Virginia pine deserves a second look

January-February 2024

A Virginia pine growing along the Blue Ridge Parkway. (Courtesy of David Brossard via Flickr)

Needles and an open female cone. (Photo by Milo Pyne courtesy NatureServe via Flickr)

by Steve Carroll, Contributing Columnist

If you live in the mid-Atlantic, you’ve surely seen Virginia pine, though you may have given it just a passing glance. It’s not as tall and graceful as Eastern white pine, and it lacks the striking red-brown, platy bark of loblolly pine. Nevertheless, a large Virginia pine growing in an open field or along a thin-soiled ridgeline can have a dramatic presence against the skyline.

Virginia pine (Pinus virginiana), also known as scrub pine, grows from Long Island south to northern Georgia and Alabama (Cold Hardiness Zones 5-8). In the mid-Atlantic, it’s common throughout the Piedmont and lower-elevation mountains, and locally common along the Coastal Plain.

It favors well-drained, acidic to neutral soil, and is typically found in dry fields and forests, rocky woodlands, and other sunny, dry habitats, including on poor sites where other trees struggle. On higher-quality sites, it is usually replaced over time by deciduous hardwoods. Its tolerance of poor conditions makes it useful in erosion control and reclamation of mining and other disturbed sites.

Virginia pine is a mid-sized, relatively short-lived tree. It typically reaches 30-50 feet in height and 12-14 inches in diameter, though on a good site it can grow taller. The national champion, which grows in Tamarack Park in Fairfax County, Va., stands 91 feet tall!

Needles are 1 1/2 to 3 inches long, usually somewhat twisted, and in bundles of two. The small male cones appear in spring, when they release large amounts of pollen before dropping off. Female cones are larger, roughly egg-shaped, and 1 1/2 to nearly 3 inches long. These take two years to mature, at which time they open and release their seeds. The dry, woody female cones are generally held on the tree for several years, and the large number of these persistent cones is a good visual clue for identifying this tree from a distance.

In addition to its role in land reclamation, Virginia pine has other uses. Its long fibers make it a good choice for paper pulp. It has historically been used for mine timbers, railroad ties and rough lumber, but its tendency to warp makes it an inferior choice for construction-grade wood. In the Southeast, it is sometimes used for holiday trees.

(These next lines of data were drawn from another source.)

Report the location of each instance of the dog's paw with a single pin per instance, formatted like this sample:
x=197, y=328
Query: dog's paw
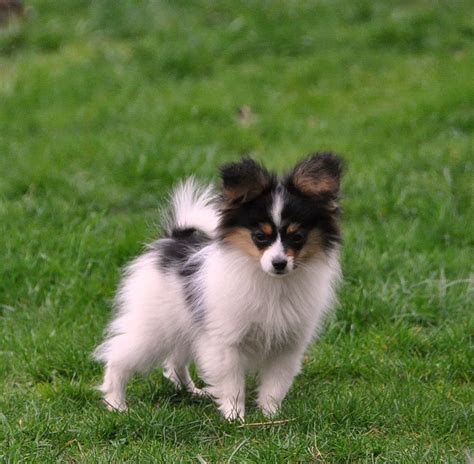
x=113, y=404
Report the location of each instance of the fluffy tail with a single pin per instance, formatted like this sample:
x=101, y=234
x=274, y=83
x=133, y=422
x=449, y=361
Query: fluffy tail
x=191, y=207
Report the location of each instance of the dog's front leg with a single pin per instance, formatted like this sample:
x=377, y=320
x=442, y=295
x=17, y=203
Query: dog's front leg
x=275, y=380
x=222, y=369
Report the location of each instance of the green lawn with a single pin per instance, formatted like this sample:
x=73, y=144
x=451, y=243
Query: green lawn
x=105, y=104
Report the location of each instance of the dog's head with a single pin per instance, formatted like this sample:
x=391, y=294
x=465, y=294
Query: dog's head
x=283, y=222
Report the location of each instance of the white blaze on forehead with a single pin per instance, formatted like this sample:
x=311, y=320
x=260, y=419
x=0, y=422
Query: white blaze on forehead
x=275, y=252
x=277, y=206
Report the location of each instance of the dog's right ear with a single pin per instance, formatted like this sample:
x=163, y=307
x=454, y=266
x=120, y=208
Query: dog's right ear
x=245, y=180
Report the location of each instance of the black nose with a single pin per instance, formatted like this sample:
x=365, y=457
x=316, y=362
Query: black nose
x=279, y=264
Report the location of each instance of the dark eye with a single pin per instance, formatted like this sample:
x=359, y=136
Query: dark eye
x=260, y=237
x=297, y=237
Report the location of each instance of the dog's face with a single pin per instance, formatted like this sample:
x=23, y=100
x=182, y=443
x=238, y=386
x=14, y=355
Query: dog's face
x=282, y=222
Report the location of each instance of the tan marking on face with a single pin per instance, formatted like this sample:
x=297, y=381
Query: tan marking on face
x=242, y=239
x=292, y=228
x=266, y=228
x=313, y=246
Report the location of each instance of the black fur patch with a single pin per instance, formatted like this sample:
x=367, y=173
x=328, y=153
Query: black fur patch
x=175, y=255
x=319, y=212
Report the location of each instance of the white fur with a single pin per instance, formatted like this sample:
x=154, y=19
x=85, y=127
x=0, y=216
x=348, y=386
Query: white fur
x=273, y=253
x=192, y=205
x=277, y=208
x=252, y=321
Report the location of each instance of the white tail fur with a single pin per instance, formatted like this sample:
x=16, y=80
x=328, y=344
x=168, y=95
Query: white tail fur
x=192, y=206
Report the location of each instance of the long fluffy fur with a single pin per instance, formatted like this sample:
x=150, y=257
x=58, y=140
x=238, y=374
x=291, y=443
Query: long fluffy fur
x=212, y=304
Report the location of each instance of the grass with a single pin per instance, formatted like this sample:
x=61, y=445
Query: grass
x=104, y=104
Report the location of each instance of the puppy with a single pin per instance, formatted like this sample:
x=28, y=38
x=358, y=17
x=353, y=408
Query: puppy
x=239, y=284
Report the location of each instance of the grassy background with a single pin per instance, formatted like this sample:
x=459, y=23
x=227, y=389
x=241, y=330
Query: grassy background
x=104, y=104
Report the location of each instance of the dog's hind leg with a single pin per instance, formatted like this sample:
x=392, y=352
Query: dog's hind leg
x=175, y=369
x=113, y=387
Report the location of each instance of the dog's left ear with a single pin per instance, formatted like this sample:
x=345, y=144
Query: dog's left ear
x=318, y=175
x=245, y=180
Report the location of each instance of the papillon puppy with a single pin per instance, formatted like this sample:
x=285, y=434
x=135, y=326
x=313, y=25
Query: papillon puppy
x=240, y=283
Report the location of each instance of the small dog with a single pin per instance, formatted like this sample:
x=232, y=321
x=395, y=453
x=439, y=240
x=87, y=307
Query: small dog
x=240, y=283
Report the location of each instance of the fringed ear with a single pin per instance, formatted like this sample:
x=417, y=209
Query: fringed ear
x=318, y=175
x=245, y=180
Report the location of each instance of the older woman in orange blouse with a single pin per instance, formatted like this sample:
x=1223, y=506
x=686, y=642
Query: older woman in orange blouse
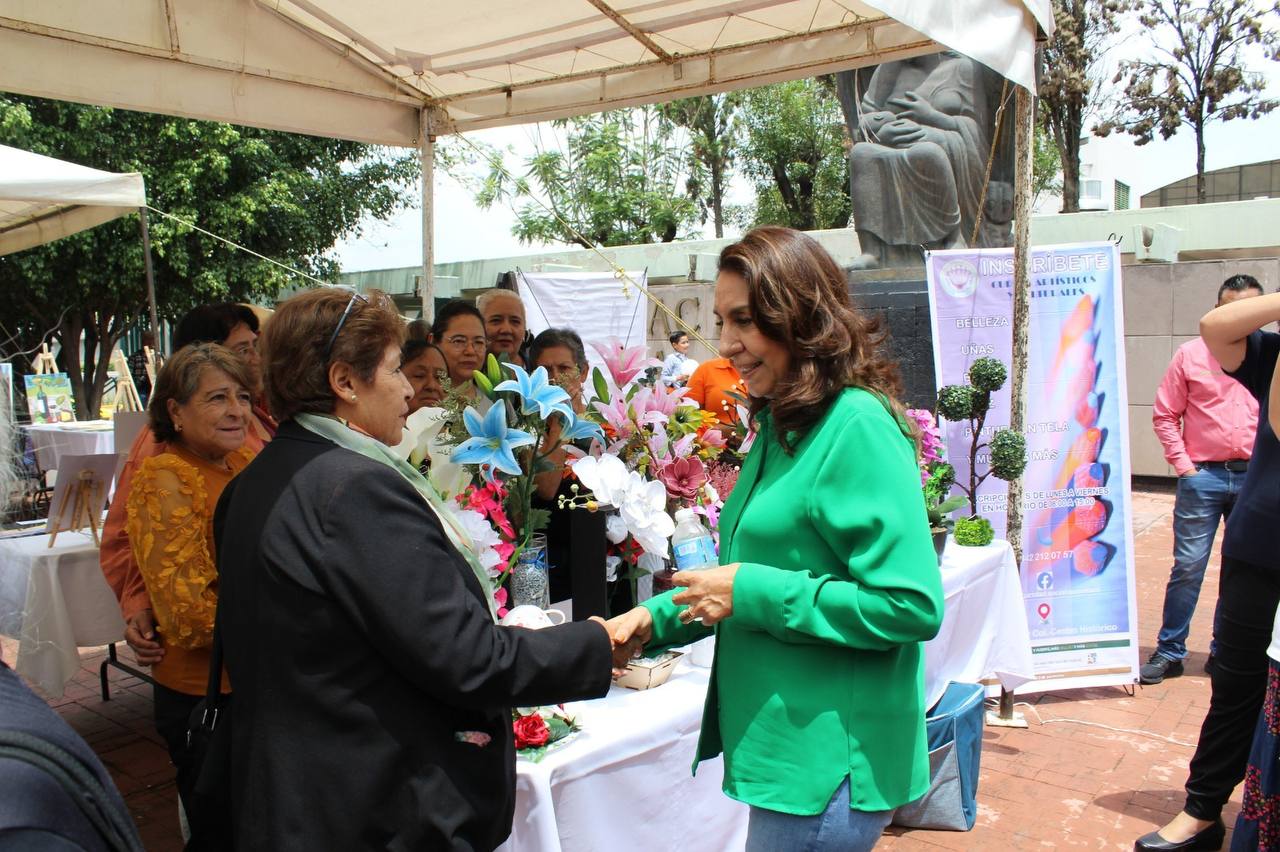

Traditionally, Native Americans had many uses for Virginia pine’s bark and needles. For example, the Cherokee bathed in needle soaks to treat rheumatism, chewed the bark to treat diarrhea, and used the tree in various ways as a treatment for colds.

This pine is also important for wildlife. Seeds are eaten by various birds and small mammals; deer browse lower branches; and caterpillars of many butterflies and moths feed on the needles. It provides winter wildlife cover, especially when growing in near-pure stands, and woodpeckers carve out the softer wood of older trees for their cavity nests.

As a Virginia pine matures, its crown opens up and spreads, giving it a distinctive appearance. In his “Natural History of Trees of Eastern and Central North America,” naturalist Donald Culross Peattie wrote, “A Chinese landscape painter would not despise the silhouette of these trees, marching over the crest of some hill or etched against the slanting lines of Virginia’s winter rains.”

It may just be scrub pine to some, but it can strike a fine pose growing in the right place.

Steve Carroll is a botanist and ecologist who speaks and writes about trees, gardening and the world of plants. He is the co-author of “Ecology for Gardeners,” published by Timber Press.